Toutefois la Cour a validé :
- en Allemagne : le reliquat de la loi Volkswagen[16] ;
- au Pays- Bas : les dispositions concernant les réseaux de distribution et d’électricité[17] ;
- en Belgique : pour la Société nationale de transport par canalisations et pour Distrigaz[4],[18].
Action spécifique en France

L’action spécifique est créée par la loi du 6 août 1986 relative aux modalités des privatisations[19],[1].
Les droits pouvant être attachés à une action spécifique figurent désormais dans l’ordonnance du 20 août 2014 relative à la gouvernance et aux opérations sur le capital des sociétés à participation publique, modifiée par la loi du 6 août 2015 pour la croissance, l'activité et l'égalité des chances économiques, dite « loi Macron » et la loi du 22 mai 2019 relative à la croissance et la transformation des entreprises, dite « loi PACTE ». Ce sont :
- la soumission à un agrément préalable du ministre chargé de l'économie de tout franchissement de seuil de participations par une société cotée ;
- la nomination d’un représentant de l’État sans voix délibérative au conseil d’administration, au conseil de surveillance ou au sein de l’organe délibérant ;
- le pouvoir de s'opposer à des cessions d’actifs, à des décisions ayant pour conséquence d’affecter des actifs à titre de garantie ou de modifier les conditions d’exploitation de certains types d'actifs de la société ou de ses filiales[20].
Selon le groupe de réflexion libéral IFRAP, « l’action spécifique représente un outil puissant qui pourrait efficacement remplacer la présence massive de la puissance publique au capital d’entreprises stratégiques »[21].
L’État détient des actions spécifiques dans :
- Elf Aquitaine de 1993[22],[23] à 2002[24] (date de l’arrêt CJCE) ;
- Thomson-CSF depuis sa privatisation en 1997[25], aujourd’hui Thales ;
- Aérospatiale de 1999[26] (date de sa privatisation) à 2000[27] (date de la création d’EADS) ;
- Gaz de France depuis sa privatisation en 2007[28],[29], aujourd’hui partie d’Engie ;
- SNPE Matériaux Energétiques depuis 2011[30], aujourd’hui partie d’ArianeGroup ;
- Nexter Systems depuis 2015 (date de la création de KNDS)[31], aujourd’hui KNDS France ;
- Eramet depuis 2022[32] ;
- Aubert & Duval depuis sa vente à une holding détenue par un consortium composé de Safran, Airbus SE et Tikehau Ace Capital en 2022[33].

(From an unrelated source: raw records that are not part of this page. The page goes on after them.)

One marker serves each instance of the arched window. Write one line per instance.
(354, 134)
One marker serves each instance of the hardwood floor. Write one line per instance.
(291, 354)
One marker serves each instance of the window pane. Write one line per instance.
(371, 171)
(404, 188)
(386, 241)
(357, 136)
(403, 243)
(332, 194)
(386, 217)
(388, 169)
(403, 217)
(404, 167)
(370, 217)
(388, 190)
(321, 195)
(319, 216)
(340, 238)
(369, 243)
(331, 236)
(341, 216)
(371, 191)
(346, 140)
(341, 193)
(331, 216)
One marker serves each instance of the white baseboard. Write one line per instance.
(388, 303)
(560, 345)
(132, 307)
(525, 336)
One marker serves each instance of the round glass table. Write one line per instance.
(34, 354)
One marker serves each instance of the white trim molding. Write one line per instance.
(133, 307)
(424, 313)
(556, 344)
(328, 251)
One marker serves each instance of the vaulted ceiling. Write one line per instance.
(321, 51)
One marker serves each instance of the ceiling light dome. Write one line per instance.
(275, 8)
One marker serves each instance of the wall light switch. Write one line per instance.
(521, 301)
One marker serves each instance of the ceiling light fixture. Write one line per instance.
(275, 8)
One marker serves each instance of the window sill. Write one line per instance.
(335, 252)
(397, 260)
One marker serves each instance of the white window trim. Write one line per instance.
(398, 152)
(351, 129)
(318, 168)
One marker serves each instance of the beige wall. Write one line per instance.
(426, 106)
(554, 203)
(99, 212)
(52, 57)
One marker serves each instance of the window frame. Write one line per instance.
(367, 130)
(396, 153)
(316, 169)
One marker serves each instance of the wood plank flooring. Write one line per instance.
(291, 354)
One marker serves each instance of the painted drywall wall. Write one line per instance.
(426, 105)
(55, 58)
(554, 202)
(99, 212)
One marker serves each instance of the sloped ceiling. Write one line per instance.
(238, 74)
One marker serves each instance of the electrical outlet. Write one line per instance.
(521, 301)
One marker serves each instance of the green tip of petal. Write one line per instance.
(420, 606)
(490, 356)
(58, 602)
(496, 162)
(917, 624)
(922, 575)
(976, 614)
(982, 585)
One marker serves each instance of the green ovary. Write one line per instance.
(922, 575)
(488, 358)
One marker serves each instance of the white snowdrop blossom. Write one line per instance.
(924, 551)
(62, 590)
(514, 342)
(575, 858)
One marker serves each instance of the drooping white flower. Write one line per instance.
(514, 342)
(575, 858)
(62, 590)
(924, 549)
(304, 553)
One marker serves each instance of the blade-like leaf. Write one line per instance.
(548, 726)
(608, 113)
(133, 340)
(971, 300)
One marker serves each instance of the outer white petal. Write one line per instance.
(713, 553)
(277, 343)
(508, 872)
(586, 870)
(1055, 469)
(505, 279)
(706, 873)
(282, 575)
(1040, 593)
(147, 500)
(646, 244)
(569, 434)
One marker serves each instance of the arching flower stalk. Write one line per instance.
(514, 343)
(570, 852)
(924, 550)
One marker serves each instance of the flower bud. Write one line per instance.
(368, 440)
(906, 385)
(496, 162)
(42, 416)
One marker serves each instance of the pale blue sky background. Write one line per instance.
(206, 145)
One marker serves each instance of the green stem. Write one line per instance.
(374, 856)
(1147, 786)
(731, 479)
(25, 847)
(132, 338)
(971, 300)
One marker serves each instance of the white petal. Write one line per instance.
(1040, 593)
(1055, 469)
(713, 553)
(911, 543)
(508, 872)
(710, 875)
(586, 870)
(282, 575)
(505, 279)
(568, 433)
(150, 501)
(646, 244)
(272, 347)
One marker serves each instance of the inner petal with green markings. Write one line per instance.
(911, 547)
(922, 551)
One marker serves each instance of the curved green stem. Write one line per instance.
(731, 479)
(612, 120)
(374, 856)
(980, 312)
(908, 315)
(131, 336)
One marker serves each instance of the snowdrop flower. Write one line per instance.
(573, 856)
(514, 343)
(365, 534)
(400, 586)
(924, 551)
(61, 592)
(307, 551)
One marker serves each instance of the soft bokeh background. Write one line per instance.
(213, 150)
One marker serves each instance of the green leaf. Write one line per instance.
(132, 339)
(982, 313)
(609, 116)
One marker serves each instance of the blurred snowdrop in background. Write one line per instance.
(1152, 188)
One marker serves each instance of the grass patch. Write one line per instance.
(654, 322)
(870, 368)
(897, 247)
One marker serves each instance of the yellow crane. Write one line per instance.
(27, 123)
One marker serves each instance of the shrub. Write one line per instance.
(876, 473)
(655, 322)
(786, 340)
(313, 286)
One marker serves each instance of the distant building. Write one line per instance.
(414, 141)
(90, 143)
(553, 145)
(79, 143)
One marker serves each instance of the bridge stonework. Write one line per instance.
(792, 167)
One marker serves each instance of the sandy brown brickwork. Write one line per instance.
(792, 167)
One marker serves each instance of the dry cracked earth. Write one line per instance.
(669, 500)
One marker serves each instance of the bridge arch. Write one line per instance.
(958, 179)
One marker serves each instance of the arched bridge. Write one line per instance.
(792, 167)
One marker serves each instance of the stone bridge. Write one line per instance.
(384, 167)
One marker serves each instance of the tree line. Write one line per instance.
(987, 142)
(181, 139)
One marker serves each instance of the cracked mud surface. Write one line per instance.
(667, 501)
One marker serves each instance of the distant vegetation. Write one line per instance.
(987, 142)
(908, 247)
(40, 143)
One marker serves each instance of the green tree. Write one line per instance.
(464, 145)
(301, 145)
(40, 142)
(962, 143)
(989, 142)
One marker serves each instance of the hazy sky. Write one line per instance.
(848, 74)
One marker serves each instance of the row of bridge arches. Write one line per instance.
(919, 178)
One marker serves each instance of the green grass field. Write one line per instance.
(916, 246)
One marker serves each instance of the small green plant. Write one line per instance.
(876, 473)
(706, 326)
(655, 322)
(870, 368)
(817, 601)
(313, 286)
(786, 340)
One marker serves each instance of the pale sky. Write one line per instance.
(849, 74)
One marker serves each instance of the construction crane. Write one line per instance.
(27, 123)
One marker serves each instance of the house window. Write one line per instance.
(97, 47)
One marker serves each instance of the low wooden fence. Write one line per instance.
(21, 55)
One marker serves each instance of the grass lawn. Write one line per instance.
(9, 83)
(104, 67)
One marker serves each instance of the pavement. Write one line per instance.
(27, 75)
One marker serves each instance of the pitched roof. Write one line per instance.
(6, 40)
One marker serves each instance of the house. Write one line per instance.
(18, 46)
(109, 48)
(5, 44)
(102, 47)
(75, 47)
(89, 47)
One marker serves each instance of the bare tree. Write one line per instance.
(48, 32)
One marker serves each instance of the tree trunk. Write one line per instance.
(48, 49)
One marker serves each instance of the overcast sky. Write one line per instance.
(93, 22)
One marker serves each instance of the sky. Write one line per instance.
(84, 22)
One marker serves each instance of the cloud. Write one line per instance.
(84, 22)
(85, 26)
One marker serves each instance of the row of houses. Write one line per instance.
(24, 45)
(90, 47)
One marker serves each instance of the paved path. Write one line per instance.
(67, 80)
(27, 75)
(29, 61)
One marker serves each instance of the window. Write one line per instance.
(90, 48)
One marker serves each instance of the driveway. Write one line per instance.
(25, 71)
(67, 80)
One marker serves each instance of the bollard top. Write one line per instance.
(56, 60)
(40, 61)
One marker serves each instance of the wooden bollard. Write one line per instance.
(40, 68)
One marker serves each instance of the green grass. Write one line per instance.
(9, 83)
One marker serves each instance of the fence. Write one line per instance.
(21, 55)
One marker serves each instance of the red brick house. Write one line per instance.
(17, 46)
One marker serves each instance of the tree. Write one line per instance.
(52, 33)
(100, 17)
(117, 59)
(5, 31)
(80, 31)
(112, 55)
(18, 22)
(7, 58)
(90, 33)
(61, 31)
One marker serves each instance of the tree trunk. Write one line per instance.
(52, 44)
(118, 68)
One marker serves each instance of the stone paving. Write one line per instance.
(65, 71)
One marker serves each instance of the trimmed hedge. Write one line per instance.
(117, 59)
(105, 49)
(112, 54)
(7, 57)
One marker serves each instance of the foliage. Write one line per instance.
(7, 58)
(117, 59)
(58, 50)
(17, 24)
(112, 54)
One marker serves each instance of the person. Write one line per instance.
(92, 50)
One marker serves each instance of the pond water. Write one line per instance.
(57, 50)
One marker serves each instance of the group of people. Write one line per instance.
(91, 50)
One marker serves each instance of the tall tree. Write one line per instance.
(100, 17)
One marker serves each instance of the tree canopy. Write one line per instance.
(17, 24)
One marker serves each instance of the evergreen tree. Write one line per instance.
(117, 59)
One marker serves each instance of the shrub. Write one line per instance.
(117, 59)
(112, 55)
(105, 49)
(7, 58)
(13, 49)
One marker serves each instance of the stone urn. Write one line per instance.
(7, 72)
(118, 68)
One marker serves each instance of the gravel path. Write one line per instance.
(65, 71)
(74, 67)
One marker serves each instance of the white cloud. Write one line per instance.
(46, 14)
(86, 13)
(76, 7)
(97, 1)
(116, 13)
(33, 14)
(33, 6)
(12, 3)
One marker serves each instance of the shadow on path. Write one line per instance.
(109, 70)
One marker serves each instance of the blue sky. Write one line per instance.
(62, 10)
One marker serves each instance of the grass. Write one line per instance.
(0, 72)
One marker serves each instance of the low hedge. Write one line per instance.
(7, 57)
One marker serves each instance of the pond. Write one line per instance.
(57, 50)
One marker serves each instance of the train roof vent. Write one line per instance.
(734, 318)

En 2024, la commission d'enquête parlementaire sur les moyens mobilisés et mobilisables par l’État pour assurer la prise en compte et le respect par le groupe TotalEnergies des obligations climatiques et des orientations de la politique étrangère de la France recommande de prévoir la détention par l’État d’une action spécifique au capital de ce groupe[34].
BRIC

Les actions spécifiques existent en Russie à travers une loi à l'initiative du Kremlin, le [35].
La Chine a des actions spécifiques, notamment pour ByteDance, l’exploitant de TikTok[36].
Le Gouvernement fédéral du Brésil a des actions spécifiques dans ;
- Eletrobras[37] ;
- Embraer[38] ;
- Vale[39] ;
- Companhia Paranaense de Energia ;
- Instituto de Resseguros do Brasil (en).